Reactive Intermediates and Astrochemistry
We continue a longstanding interest in studying highly reactive organic species using both experimental and computational methods. Our recent research efforts focus on elucidating the structure, photochemistry, and spectroscopy of organic species that are relevant to combustion chemistry, the formation of fullerenes, nanotubes, and soot, and the chemistry of the interstellar medium. Understanding the organic chemistry of interstellar clouds represents a significant challenge in mechanistic organic chemistry – both in terms of identifying new organic species in the clouds and in terms of investigating the chemical processes that govern the formation and destruction of these organic species.
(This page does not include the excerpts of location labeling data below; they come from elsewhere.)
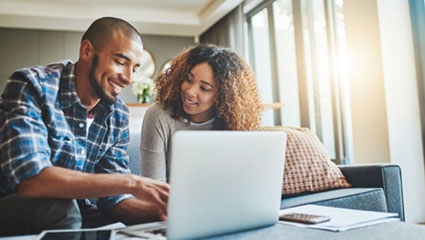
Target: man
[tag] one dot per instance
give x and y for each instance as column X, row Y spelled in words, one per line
column 64, row 135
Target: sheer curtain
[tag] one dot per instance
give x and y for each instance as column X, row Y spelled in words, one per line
column 228, row 32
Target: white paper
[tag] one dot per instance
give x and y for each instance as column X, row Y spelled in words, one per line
column 341, row 218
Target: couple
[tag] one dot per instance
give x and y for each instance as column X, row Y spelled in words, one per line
column 64, row 132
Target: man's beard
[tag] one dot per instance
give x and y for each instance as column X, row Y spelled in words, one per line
column 100, row 92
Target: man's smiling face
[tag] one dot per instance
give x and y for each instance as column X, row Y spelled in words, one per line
column 113, row 66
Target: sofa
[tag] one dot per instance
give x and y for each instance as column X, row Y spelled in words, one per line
column 375, row 187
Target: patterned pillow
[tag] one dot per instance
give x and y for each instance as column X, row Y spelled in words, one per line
column 308, row 167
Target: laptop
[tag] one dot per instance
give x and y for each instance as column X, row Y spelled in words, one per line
column 221, row 182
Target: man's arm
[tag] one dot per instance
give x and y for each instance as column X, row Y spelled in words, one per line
column 150, row 201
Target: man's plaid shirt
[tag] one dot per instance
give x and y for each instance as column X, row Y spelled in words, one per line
column 43, row 123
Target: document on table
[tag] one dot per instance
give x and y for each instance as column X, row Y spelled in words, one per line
column 341, row 218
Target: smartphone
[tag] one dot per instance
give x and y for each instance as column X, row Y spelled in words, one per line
column 77, row 234
column 304, row 218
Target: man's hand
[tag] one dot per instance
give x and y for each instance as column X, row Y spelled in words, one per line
column 150, row 203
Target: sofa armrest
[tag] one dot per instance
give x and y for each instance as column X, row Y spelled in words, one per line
column 385, row 176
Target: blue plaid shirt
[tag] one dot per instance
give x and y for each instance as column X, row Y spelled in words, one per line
column 43, row 123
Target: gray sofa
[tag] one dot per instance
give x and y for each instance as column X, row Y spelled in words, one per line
column 376, row 187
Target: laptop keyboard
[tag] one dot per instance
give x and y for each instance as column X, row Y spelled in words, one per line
column 155, row 233
column 161, row 232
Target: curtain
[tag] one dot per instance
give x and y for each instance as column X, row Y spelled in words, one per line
column 228, row 32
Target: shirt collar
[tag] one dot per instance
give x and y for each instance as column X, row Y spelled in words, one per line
column 68, row 89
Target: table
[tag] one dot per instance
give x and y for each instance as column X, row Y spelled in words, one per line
column 383, row 231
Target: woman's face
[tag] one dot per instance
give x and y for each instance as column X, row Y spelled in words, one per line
column 199, row 92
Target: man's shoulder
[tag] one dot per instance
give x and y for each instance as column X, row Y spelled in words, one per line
column 41, row 77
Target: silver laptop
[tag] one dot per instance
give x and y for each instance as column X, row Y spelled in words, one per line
column 222, row 182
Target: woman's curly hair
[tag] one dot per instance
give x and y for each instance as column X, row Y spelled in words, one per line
column 238, row 105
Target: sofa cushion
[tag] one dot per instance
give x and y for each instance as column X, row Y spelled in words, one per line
column 372, row 199
column 308, row 167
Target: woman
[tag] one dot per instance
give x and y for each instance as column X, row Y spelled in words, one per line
column 205, row 88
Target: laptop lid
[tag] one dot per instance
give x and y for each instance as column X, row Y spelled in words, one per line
column 224, row 181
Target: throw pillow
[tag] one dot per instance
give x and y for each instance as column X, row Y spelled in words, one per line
column 308, row 167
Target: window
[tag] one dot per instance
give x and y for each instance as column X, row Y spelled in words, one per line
column 297, row 50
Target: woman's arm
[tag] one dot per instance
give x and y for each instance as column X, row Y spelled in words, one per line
column 153, row 149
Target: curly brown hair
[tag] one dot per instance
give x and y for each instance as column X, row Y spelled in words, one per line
column 238, row 105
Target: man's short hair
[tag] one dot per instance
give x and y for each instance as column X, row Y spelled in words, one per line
column 100, row 31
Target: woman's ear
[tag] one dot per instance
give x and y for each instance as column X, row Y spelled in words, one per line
column 86, row 50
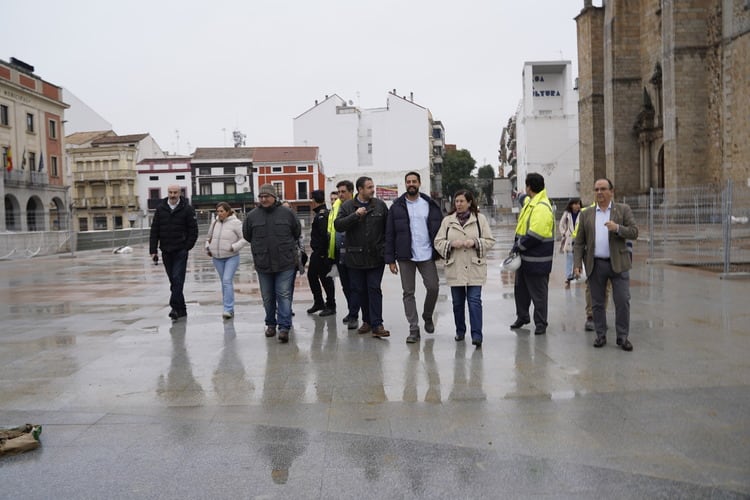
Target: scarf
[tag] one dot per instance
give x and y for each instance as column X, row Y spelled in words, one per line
column 463, row 217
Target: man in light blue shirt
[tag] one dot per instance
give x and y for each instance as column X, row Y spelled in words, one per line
column 413, row 222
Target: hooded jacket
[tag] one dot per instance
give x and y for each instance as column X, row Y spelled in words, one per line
column 173, row 230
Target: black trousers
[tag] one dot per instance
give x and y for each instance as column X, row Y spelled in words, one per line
column 531, row 288
column 318, row 267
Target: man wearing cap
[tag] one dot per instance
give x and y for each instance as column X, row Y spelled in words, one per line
column 174, row 229
column 320, row 266
column 273, row 232
column 364, row 218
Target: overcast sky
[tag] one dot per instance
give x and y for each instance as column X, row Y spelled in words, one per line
column 205, row 68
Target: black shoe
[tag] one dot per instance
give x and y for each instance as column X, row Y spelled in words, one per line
column 429, row 326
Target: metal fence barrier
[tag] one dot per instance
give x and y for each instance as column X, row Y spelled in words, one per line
column 703, row 226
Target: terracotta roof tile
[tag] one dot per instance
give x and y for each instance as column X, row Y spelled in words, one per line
column 285, row 154
column 223, row 154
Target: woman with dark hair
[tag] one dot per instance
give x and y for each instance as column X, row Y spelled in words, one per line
column 464, row 239
column 566, row 228
column 223, row 245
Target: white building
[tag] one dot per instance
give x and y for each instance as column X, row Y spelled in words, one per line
column 547, row 128
column 382, row 143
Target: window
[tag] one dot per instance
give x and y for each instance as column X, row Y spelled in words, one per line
column 100, row 223
column 302, row 193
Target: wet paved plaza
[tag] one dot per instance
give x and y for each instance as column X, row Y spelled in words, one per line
column 135, row 406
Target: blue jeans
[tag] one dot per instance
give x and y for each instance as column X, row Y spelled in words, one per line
column 226, row 269
column 568, row 265
column 276, row 290
column 472, row 295
column 366, row 294
column 175, row 263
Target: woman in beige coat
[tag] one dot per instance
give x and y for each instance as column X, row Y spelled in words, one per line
column 464, row 239
column 223, row 244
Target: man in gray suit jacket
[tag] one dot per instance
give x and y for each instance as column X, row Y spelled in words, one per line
column 601, row 244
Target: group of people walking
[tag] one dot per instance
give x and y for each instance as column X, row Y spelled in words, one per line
column 360, row 235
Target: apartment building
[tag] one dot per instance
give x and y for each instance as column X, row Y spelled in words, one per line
column 32, row 145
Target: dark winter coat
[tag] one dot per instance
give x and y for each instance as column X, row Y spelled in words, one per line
column 173, row 230
column 398, row 230
column 364, row 242
column 319, row 231
column 273, row 234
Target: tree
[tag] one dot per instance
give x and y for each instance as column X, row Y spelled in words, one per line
column 485, row 175
column 457, row 168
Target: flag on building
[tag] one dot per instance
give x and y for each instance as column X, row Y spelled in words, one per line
column 8, row 159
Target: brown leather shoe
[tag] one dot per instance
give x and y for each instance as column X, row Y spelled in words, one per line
column 365, row 328
column 380, row 331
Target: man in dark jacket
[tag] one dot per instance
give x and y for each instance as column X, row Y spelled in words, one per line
column 273, row 232
column 320, row 265
column 413, row 222
column 174, row 229
column 364, row 218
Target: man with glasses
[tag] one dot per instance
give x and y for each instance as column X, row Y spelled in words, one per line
column 601, row 243
column 364, row 218
column 174, row 230
column 273, row 232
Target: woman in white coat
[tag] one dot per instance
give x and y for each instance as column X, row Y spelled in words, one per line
column 223, row 244
column 464, row 239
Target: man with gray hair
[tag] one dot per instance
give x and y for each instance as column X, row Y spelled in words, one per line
column 273, row 232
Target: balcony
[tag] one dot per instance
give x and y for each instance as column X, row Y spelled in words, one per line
column 105, row 202
column 104, row 175
column 213, row 199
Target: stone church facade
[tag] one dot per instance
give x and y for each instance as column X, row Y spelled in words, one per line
column 664, row 93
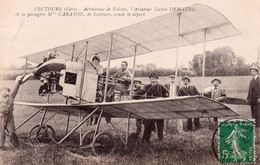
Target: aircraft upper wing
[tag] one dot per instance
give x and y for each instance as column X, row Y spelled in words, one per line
column 161, row 108
column 152, row 35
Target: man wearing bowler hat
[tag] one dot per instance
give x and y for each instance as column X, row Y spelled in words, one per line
column 216, row 93
column 253, row 98
column 189, row 90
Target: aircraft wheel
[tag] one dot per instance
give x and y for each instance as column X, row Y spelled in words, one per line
column 41, row 135
column 104, row 143
column 87, row 139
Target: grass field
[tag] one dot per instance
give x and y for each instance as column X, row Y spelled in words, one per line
column 177, row 148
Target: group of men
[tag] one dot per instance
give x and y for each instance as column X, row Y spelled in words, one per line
column 153, row 90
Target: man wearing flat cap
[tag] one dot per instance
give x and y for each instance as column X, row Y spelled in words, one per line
column 154, row 90
column 189, row 90
column 173, row 92
column 253, row 97
column 216, row 92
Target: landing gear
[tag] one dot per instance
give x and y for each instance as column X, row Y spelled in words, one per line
column 87, row 139
column 41, row 134
column 103, row 143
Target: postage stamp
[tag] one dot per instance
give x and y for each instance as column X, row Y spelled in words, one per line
column 237, row 141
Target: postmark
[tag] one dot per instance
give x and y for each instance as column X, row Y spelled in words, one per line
column 236, row 141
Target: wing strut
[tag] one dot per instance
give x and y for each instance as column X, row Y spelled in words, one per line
column 83, row 73
column 204, row 59
column 108, row 66
column 133, row 74
column 72, row 54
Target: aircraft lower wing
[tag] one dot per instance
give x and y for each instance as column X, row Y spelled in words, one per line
column 160, row 108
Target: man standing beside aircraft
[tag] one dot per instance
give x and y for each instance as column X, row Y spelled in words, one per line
column 6, row 113
column 96, row 64
column 216, row 93
column 123, row 79
column 188, row 90
column 253, row 98
column 154, row 90
column 173, row 92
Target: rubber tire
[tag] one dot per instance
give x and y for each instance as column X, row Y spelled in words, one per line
column 37, row 133
column 104, row 150
column 87, row 138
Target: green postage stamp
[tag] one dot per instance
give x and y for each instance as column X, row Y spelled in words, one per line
column 237, row 141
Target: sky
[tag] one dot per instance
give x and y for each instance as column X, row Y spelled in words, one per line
column 21, row 36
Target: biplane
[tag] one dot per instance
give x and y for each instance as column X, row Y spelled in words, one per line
column 71, row 70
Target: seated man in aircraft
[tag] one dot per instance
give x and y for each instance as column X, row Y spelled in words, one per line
column 215, row 92
column 44, row 88
column 96, row 64
column 189, row 90
column 154, row 90
column 123, row 80
column 138, row 90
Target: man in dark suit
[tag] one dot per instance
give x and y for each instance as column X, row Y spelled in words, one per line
column 154, row 90
column 253, row 97
column 216, row 93
column 188, row 90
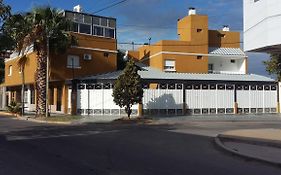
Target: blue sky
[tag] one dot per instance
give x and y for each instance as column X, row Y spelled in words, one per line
column 138, row 20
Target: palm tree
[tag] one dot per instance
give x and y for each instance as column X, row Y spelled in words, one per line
column 41, row 26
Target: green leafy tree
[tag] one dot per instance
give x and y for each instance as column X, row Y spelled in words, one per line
column 273, row 65
column 5, row 41
column 36, row 28
column 127, row 89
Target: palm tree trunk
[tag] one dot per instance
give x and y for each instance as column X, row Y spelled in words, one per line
column 41, row 82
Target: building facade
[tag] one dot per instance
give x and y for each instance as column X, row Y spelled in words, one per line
column 197, row 50
column 262, row 26
column 94, row 53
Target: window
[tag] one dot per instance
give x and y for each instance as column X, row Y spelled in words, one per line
column 73, row 61
column 32, row 96
column 112, row 23
column 10, row 70
column 104, row 22
column 169, row 65
column 106, row 54
column 84, row 28
column 210, row 68
column 75, row 27
column 98, row 31
column 109, row 33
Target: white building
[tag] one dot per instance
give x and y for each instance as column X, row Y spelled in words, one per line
column 262, row 23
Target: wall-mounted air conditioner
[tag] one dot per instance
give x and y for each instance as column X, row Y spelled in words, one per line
column 87, row 56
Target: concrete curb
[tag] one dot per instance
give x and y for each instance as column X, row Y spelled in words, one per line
column 251, row 140
column 42, row 121
column 220, row 144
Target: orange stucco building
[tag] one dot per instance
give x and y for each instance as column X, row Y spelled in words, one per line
column 193, row 51
column 94, row 53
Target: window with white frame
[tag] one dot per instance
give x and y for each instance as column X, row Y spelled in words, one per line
column 169, row 65
column 91, row 24
column 10, row 70
column 73, row 61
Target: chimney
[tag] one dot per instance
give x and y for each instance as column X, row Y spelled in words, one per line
column 77, row 8
column 225, row 28
column 192, row 11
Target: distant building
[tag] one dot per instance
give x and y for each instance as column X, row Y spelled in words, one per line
column 262, row 23
column 198, row 49
column 95, row 53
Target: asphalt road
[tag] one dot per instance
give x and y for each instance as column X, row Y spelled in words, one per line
column 116, row 149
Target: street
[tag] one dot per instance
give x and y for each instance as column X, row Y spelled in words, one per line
column 111, row 148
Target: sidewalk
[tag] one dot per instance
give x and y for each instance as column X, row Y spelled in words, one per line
column 259, row 144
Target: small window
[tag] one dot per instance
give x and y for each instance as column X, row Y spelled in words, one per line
column 163, row 86
column 246, row 87
column 188, row 86
column 169, row 65
column 197, row 86
column 221, row 86
column 87, row 19
column 179, row 86
column 239, row 87
column 84, row 28
column 212, row 86
column 221, row 35
column 204, row 86
column 253, row 87
column 106, row 54
column 171, row 86
column 73, row 61
column 273, row 87
column 89, row 86
column 229, row 87
column 145, row 86
column 112, row 23
column 106, row 86
column 260, row 87
column 78, row 17
column 104, row 22
column 81, row 86
column 96, row 20
column 109, row 33
column 98, row 31
column 266, row 87
column 10, row 70
column 98, row 86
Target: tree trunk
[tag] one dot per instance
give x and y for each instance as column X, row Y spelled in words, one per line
column 40, row 85
column 128, row 111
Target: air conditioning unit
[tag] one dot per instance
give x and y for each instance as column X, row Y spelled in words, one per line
column 87, row 56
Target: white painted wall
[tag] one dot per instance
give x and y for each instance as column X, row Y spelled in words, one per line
column 198, row 99
column 163, row 99
column 257, row 99
column 262, row 23
column 224, row 65
column 97, row 99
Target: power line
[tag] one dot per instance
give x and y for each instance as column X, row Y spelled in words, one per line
column 110, row 6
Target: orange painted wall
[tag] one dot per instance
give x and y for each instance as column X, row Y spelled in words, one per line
column 185, row 63
column 58, row 63
column 218, row 38
column 15, row 78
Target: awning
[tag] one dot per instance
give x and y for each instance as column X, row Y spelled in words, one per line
column 226, row 51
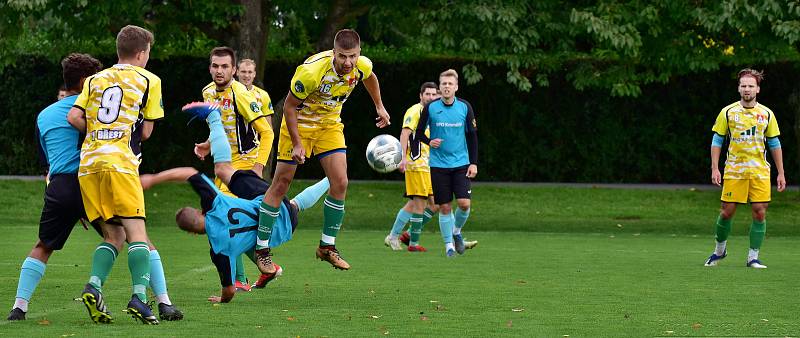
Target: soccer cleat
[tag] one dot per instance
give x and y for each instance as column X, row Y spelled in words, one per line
column 93, row 300
column 200, row 110
column 169, row 312
column 417, row 248
column 756, row 264
column 405, row 238
column 713, row 260
column 458, row 241
column 329, row 254
column 16, row 314
column 141, row 311
column 242, row 287
column 393, row 243
column 266, row 278
column 264, row 261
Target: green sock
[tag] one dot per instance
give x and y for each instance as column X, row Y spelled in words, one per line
column 102, row 262
column 240, row 276
column 333, row 213
column 426, row 216
column 267, row 215
column 416, row 229
column 139, row 265
column 723, row 228
column 757, row 232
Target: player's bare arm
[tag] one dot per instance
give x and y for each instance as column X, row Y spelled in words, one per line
column 374, row 90
column 77, row 118
column 290, row 115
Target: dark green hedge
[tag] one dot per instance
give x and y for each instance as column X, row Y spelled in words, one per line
column 554, row 134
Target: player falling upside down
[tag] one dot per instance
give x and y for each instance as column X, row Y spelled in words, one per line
column 312, row 126
column 230, row 222
column 751, row 128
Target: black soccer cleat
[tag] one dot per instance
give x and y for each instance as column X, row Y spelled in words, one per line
column 169, row 312
column 16, row 314
column 141, row 311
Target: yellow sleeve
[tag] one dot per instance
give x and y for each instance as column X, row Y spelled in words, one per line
column 411, row 117
column 364, row 65
column 721, row 125
column 266, row 103
column 83, row 98
column 246, row 103
column 304, row 82
column 772, row 126
column 266, row 136
column 154, row 108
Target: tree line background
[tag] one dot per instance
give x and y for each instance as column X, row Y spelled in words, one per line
column 592, row 91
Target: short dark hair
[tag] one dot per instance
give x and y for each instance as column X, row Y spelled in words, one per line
column 758, row 75
column 346, row 39
column 76, row 67
column 131, row 40
column 427, row 85
column 223, row 51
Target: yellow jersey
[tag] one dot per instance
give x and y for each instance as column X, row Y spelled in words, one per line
column 748, row 130
column 323, row 91
column 263, row 100
column 116, row 101
column 410, row 121
column 238, row 108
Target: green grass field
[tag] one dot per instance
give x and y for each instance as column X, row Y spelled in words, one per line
column 551, row 262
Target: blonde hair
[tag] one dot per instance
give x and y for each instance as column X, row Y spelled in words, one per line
column 449, row 72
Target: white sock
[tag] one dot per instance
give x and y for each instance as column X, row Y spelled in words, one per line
column 720, row 248
column 22, row 304
column 752, row 254
column 164, row 298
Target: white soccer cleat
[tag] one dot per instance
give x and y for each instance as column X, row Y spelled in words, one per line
column 393, row 243
column 756, row 264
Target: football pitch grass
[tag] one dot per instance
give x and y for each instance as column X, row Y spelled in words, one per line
column 551, row 262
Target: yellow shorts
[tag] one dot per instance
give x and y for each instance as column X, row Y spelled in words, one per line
column 240, row 164
column 752, row 190
column 418, row 184
column 316, row 141
column 109, row 194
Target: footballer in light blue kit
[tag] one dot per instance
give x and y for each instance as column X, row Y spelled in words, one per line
column 453, row 157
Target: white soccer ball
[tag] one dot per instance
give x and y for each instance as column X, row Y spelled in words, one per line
column 384, row 153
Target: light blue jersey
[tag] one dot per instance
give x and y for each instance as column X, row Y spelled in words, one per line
column 451, row 123
column 60, row 142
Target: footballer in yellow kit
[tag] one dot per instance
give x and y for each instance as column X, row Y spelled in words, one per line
column 116, row 102
column 751, row 129
column 323, row 93
column 249, row 134
column 747, row 172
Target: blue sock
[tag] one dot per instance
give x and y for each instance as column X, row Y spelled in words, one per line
column 29, row 277
column 220, row 148
column 446, row 223
column 157, row 281
column 461, row 218
column 400, row 221
column 309, row 196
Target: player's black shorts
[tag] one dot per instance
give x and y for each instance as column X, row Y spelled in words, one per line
column 448, row 182
column 63, row 207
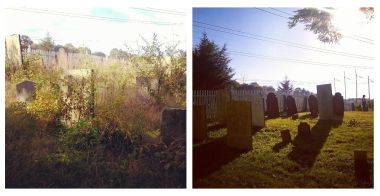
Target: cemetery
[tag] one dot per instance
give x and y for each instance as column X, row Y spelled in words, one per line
column 75, row 121
column 311, row 146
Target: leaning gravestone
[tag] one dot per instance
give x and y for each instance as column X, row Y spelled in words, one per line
column 25, row 90
column 272, row 106
column 338, row 105
column 239, row 125
column 291, row 106
column 313, row 106
column 325, row 105
column 173, row 125
column 199, row 123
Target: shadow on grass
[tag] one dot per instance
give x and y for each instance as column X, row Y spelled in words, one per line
column 306, row 149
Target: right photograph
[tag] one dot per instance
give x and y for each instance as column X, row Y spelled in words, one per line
column 283, row 97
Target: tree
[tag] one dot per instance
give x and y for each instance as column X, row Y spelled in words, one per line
column 210, row 65
column 285, row 86
column 26, row 42
column 320, row 22
column 47, row 43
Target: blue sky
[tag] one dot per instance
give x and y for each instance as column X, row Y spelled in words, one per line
column 269, row 72
column 98, row 35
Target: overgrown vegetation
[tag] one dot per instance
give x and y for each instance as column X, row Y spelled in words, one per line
column 325, row 161
column 119, row 146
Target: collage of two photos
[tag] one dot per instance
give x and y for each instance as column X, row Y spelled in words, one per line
column 282, row 97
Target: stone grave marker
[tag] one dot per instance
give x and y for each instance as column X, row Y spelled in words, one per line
column 338, row 105
column 304, row 129
column 325, row 105
column 286, row 137
column 173, row 125
column 239, row 125
column 361, row 165
column 291, row 105
column 272, row 106
column 13, row 51
column 199, row 123
column 313, row 106
column 25, row 90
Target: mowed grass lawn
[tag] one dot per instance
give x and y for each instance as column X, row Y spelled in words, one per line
column 325, row 160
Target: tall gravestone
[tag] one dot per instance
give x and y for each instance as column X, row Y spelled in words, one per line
column 199, row 123
column 338, row 105
column 272, row 106
column 239, row 125
column 291, row 105
column 325, row 102
column 173, row 125
column 313, row 106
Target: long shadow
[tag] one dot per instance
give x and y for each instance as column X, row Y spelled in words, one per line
column 211, row 156
column 306, row 149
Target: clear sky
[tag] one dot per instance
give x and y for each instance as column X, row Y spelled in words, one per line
column 350, row 21
column 78, row 26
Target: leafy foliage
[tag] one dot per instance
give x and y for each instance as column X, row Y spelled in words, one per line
column 210, row 65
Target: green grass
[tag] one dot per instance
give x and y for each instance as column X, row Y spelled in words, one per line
column 325, row 161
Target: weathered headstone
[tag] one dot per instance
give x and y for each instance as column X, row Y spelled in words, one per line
column 25, row 90
column 62, row 58
column 286, row 137
column 272, row 106
column 173, row 125
column 325, row 105
column 13, row 51
column 303, row 129
column 338, row 105
column 239, row 125
column 291, row 105
column 361, row 165
column 313, row 106
column 199, row 123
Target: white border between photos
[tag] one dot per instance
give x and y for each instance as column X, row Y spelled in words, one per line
column 187, row 4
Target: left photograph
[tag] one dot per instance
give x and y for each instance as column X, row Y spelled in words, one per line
column 95, row 98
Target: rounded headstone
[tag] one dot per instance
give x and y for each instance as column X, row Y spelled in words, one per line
column 272, row 106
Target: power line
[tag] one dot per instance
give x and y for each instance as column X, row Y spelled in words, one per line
column 297, row 60
column 160, row 11
column 84, row 16
column 271, row 13
column 360, row 38
column 277, row 41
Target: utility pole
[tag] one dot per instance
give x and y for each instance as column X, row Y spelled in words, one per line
column 345, row 95
column 356, row 81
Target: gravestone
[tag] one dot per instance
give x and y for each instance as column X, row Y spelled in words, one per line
column 13, row 51
column 272, row 106
column 291, row 105
column 286, row 137
column 258, row 111
column 313, row 106
column 239, row 125
column 25, row 90
column 173, row 125
column 62, row 58
column 338, row 105
column 361, row 165
column 74, row 82
column 325, row 102
column 303, row 129
column 199, row 123
column 304, row 104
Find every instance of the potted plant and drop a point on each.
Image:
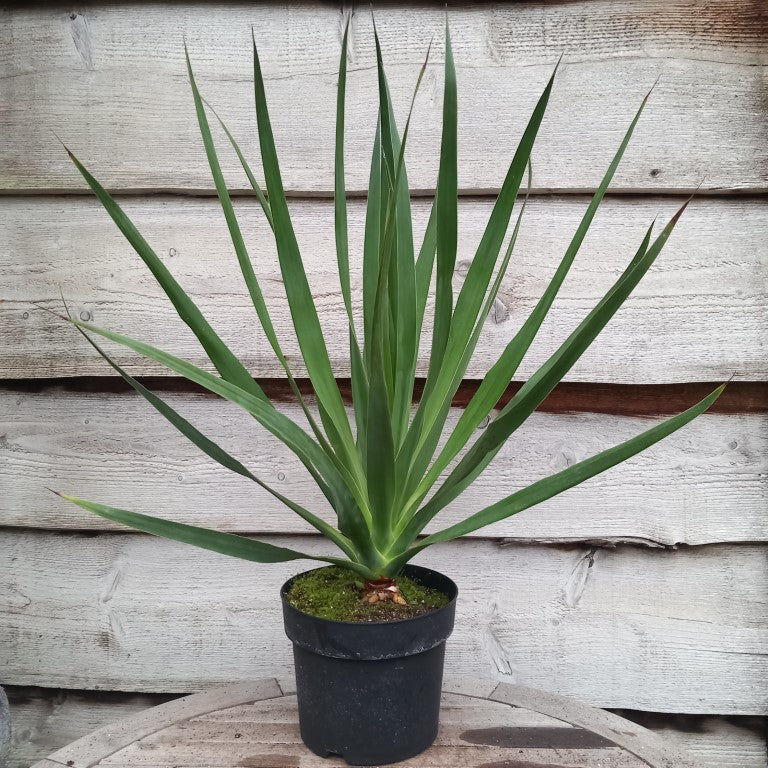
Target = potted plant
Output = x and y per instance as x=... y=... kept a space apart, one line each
x=369 y=672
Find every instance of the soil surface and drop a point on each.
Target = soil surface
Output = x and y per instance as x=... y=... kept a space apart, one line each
x=335 y=593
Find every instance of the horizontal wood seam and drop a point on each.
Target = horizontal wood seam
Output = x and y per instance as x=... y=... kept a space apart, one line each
x=589 y=546
x=468 y=195
x=647 y=400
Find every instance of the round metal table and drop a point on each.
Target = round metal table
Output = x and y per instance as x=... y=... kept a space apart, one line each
x=484 y=724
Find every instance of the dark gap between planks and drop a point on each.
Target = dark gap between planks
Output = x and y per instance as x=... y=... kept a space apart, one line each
x=568 y=397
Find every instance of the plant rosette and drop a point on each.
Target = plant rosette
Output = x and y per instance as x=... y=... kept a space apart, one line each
x=369 y=690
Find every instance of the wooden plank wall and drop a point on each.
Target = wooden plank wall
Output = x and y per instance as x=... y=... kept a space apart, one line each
x=643 y=590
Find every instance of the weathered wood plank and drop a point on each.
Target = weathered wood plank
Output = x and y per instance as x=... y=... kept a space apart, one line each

Materials Chemistry of Organic Glasses and Supercooled Liquids
In collaboration with Prof. Mark Ediger’s research group, we have been engaged in the study of fundamental physical properties of organic materials that form glasses and supercooled liquids. Glassy phases are poorly understood because of their amorphous composition. Yet they are extremely important in a variety of technological applications – from dielectric thin films that are used to insulate electrical circuitry in semiconductor devices, to the formulation of pharmaceuticals. We synthesized the first series of glass-forming materials in which it is possible to relate bulk physical properties, such as the glass transition temperature, to molecular properties of the glass-forming material. Our ability to prepare these materials, and tailor their properties through chemical synthesis, enables a range of important studies of their bulk properties.